(lat. ens, in. being; fr. être; al. Seiendes; it. ente).
O que é, em qualquer dos significados existenciais de ser. Às vezes, mas raramente, essa palavra é usada para designar somente Deus: é o que faz Gioberti, em sua fórmula ideal: “o ente cria o existente” (Introduzione alio studio della fil., II, p. 183): onde “ente” equivale a Deus, como ser necessário, e “existente” equivale às coisas criadas. Habitualmente essa palavra é usada em sentido mais geral.
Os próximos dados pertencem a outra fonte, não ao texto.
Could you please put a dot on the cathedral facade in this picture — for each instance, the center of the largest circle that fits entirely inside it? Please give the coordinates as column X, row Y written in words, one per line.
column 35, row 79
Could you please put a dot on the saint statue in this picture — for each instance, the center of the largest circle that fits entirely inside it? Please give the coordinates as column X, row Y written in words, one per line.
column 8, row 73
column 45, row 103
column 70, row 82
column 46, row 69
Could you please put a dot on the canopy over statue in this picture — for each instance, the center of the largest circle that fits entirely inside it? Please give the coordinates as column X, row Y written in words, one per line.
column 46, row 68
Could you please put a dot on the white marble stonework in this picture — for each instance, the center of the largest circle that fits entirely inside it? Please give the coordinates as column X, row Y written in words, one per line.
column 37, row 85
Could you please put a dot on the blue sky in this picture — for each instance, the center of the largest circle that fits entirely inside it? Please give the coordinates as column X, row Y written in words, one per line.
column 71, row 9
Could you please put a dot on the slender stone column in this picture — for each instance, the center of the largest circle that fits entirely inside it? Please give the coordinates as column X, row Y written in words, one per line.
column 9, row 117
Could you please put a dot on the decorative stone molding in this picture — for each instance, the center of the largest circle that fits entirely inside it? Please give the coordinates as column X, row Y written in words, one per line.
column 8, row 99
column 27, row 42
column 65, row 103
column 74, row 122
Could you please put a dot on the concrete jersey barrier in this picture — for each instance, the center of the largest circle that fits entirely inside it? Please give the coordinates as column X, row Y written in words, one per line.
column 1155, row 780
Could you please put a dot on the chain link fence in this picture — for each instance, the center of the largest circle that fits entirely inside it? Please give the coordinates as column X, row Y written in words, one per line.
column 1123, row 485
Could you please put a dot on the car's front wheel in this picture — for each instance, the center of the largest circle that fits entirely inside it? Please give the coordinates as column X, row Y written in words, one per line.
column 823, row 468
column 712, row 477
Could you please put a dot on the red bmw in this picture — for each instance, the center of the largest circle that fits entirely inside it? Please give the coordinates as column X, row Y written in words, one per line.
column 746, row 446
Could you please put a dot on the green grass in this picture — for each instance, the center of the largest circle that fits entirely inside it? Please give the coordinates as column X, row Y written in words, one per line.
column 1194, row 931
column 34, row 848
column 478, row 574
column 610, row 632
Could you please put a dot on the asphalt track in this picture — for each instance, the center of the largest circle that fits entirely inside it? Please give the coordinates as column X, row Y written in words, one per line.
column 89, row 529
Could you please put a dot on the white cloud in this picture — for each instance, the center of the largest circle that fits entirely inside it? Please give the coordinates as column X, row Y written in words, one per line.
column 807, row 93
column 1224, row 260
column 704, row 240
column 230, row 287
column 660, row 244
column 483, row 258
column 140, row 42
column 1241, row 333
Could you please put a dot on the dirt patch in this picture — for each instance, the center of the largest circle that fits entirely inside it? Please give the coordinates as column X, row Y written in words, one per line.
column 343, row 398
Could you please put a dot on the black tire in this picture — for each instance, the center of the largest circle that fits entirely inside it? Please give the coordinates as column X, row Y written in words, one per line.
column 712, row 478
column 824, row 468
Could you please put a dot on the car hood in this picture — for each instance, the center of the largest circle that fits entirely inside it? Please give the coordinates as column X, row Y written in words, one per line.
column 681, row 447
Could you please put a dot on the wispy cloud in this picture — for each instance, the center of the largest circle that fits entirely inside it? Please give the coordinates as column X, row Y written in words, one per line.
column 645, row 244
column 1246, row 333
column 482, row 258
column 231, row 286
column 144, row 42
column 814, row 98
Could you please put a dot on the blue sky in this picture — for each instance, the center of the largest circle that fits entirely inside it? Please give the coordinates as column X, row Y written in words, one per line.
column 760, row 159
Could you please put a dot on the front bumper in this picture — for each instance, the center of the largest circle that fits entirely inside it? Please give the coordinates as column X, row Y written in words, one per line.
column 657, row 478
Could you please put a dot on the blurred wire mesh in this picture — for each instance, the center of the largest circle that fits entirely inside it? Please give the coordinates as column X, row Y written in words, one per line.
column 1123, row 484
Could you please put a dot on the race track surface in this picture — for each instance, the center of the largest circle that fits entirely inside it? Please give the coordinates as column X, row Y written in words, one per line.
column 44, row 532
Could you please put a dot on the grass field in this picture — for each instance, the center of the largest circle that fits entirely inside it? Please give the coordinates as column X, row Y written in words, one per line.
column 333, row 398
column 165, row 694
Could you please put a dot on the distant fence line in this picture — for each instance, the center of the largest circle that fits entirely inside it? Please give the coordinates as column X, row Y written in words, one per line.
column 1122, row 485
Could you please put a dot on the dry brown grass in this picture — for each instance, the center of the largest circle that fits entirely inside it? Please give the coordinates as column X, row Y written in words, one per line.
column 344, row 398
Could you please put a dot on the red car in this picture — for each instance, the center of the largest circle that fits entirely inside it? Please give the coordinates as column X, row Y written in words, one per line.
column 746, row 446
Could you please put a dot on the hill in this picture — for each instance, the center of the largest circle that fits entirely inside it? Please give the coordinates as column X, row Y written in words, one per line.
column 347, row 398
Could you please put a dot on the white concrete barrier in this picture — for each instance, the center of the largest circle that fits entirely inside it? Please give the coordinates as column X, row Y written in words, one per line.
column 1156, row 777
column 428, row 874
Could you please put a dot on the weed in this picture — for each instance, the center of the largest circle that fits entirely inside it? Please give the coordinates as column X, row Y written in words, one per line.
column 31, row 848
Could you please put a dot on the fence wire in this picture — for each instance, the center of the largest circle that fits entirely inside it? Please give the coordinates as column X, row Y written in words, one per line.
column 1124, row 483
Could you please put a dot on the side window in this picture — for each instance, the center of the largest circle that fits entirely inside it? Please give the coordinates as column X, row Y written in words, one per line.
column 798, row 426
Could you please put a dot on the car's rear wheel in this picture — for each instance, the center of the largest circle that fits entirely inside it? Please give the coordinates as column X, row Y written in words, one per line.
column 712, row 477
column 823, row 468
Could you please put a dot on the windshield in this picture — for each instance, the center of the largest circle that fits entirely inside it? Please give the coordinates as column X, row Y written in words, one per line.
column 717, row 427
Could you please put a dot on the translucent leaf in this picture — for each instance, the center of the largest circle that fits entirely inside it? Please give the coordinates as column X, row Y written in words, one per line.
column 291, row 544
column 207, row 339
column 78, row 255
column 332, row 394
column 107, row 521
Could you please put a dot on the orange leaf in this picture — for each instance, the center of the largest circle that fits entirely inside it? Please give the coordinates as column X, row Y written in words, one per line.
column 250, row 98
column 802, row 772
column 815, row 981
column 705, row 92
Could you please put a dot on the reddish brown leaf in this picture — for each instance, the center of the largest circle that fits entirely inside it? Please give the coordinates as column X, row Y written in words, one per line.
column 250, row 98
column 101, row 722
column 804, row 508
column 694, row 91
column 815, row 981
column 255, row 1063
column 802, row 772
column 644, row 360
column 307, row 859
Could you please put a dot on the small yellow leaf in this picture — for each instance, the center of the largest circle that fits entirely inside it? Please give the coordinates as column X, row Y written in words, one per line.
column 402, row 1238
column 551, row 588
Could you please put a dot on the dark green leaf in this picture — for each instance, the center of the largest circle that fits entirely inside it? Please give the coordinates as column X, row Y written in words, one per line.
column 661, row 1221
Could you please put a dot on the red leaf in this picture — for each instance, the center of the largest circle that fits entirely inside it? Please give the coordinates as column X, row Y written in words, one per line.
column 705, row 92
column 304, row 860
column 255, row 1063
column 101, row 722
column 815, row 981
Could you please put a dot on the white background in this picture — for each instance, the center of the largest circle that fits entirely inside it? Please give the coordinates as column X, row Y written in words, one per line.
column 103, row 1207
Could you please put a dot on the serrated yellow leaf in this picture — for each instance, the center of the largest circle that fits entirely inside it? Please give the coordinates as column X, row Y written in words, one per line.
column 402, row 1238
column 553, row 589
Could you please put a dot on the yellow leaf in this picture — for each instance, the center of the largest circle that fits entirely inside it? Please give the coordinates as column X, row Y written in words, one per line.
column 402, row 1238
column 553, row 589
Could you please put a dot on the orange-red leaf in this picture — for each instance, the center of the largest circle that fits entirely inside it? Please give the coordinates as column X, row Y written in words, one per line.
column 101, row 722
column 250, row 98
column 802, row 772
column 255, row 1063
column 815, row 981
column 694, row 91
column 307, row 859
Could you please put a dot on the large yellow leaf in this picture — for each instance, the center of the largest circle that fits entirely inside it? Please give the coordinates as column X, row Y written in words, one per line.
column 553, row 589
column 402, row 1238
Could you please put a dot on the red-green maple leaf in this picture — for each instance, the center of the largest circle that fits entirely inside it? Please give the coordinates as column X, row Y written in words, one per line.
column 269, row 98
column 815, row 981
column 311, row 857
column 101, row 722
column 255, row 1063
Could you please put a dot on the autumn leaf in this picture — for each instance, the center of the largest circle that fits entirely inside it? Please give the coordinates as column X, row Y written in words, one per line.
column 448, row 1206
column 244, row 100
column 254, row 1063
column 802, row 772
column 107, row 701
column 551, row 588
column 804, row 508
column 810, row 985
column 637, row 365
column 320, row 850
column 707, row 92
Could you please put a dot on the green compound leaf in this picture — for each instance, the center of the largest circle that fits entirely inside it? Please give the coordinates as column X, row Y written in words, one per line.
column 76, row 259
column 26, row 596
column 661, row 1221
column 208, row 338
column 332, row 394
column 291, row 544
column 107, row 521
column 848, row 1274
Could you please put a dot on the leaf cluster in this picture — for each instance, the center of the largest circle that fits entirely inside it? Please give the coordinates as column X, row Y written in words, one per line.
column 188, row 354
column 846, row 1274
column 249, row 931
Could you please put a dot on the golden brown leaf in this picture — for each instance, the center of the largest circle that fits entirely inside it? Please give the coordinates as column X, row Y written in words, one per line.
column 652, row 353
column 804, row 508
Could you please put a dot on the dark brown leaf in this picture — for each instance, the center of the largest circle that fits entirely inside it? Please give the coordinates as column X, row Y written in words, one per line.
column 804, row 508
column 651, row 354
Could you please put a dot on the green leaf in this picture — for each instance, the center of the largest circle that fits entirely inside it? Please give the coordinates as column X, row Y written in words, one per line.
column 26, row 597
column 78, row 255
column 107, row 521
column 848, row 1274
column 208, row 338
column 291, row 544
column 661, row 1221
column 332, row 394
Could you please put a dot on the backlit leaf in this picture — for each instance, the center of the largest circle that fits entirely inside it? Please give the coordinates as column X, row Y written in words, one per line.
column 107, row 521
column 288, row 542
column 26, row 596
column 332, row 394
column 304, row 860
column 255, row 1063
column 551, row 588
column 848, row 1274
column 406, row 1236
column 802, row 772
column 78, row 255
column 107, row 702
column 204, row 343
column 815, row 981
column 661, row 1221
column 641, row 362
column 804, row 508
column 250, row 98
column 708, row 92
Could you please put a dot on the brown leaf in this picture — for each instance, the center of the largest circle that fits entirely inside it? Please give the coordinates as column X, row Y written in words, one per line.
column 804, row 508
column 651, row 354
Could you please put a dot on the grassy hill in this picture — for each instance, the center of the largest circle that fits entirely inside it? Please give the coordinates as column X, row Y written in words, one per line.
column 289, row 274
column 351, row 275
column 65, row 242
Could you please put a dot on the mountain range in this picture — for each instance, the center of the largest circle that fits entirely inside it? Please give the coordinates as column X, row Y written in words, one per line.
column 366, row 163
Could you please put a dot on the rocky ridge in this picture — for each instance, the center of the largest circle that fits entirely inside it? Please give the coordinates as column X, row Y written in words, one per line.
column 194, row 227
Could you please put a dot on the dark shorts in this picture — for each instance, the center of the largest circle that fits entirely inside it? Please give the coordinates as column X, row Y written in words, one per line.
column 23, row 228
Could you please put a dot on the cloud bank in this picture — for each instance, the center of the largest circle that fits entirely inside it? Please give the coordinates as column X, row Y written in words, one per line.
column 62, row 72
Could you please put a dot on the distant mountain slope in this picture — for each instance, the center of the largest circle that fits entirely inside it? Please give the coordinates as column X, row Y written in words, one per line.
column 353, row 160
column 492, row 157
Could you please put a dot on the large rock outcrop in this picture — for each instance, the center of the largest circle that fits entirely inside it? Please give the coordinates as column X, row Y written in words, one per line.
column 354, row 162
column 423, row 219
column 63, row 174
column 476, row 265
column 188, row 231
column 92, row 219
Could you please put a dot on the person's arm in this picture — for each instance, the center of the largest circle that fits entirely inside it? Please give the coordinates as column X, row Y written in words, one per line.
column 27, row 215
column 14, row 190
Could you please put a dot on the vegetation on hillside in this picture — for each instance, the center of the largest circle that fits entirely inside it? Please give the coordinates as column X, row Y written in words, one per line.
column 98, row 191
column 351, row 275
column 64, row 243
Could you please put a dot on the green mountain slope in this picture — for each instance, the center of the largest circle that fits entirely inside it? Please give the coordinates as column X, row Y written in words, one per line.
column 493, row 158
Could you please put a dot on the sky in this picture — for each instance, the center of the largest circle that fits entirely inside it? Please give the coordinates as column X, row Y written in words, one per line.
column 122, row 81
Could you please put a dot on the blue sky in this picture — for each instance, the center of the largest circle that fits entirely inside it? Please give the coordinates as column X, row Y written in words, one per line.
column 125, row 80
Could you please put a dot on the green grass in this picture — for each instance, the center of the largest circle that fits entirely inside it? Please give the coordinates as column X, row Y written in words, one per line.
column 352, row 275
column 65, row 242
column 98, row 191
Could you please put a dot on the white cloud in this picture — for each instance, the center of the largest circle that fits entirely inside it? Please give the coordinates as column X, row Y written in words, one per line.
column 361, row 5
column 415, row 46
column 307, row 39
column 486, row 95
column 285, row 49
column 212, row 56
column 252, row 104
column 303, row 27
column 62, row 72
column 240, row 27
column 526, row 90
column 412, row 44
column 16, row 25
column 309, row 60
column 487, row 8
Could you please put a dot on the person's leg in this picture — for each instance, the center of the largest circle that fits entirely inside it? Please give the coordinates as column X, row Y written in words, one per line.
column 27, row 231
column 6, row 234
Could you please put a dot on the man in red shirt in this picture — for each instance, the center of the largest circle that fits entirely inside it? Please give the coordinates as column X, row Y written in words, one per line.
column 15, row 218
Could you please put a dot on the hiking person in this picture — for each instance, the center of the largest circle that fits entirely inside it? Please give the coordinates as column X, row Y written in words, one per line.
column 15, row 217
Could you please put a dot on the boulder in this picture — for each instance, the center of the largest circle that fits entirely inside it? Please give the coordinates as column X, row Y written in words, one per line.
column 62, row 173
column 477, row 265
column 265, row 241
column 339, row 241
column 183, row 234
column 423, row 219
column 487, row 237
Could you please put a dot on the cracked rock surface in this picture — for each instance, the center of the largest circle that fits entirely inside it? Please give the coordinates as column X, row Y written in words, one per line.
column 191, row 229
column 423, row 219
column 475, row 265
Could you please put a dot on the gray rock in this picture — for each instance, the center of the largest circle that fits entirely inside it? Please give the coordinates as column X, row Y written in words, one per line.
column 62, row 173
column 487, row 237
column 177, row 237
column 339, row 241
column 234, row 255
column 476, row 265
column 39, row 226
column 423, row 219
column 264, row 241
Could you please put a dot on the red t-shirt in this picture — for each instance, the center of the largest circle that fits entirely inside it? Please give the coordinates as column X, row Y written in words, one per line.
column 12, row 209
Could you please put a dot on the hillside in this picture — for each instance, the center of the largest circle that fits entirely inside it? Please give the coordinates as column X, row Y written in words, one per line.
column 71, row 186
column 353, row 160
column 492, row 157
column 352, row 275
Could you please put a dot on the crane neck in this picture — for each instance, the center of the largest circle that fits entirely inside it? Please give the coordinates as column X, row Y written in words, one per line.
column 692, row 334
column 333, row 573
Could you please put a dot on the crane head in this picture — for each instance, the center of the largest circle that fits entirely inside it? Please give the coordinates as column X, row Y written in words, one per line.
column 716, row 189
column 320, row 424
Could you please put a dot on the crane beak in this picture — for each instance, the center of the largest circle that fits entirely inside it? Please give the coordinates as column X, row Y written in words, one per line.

Diz Heidegger: “Chamamos de ente muitas coisas, em sentidos diferentes. ente é tudo aquilo de que falamos, aquilo a que, de um modo ou de outro, nos referimos; ente é também o que e como nós mesmos somos” (Sein und Zeit, § 2). Mas nesse sentido generalíssimo prefere-se hoje a palavra entidade. [Abbagnano]
ente possível e atual; ente e suas divisões
Heidegger insistiu em que deve distinguir-se entre o ente e o ser, entre o verbo e o particípio do verbo. Do ponto de vista linguístico, há que ter em conta que os significados de ente e ser dependem, em grande parte, do modo como estes termos se introduzem, por exemplo, não é a mesma coisa dizer o ente que dizer “um ente”; não é a mesma coisa usar ser como cópula num juízo que dizer “o ser”. devido a estas e outras dificuldades, argumentou-se por vezes que a distinção entre ente e ser, pelo menos dentro da chamada “ontologia clássica”, é pouco menos que artificial, ou em todo o caso, insignificante. Alguns autores, contudo, insistem em que perguntar pelo ente e perguntar pelo ser não é a mesma coisa; o ente é “aquilo que é”, enquanto o ser é o fato de que qualquer ente dado seja. Especialmente desde o século treze, discutiu-se o que é o ente como “aquilo que é” ou “o ser que é”. À pergunta – o que é o ser? – respondeu-se que “o ente é aquilo que o intelecto concebe em primeiro lugar” (S. Tomás, SOBRE A VERDADE).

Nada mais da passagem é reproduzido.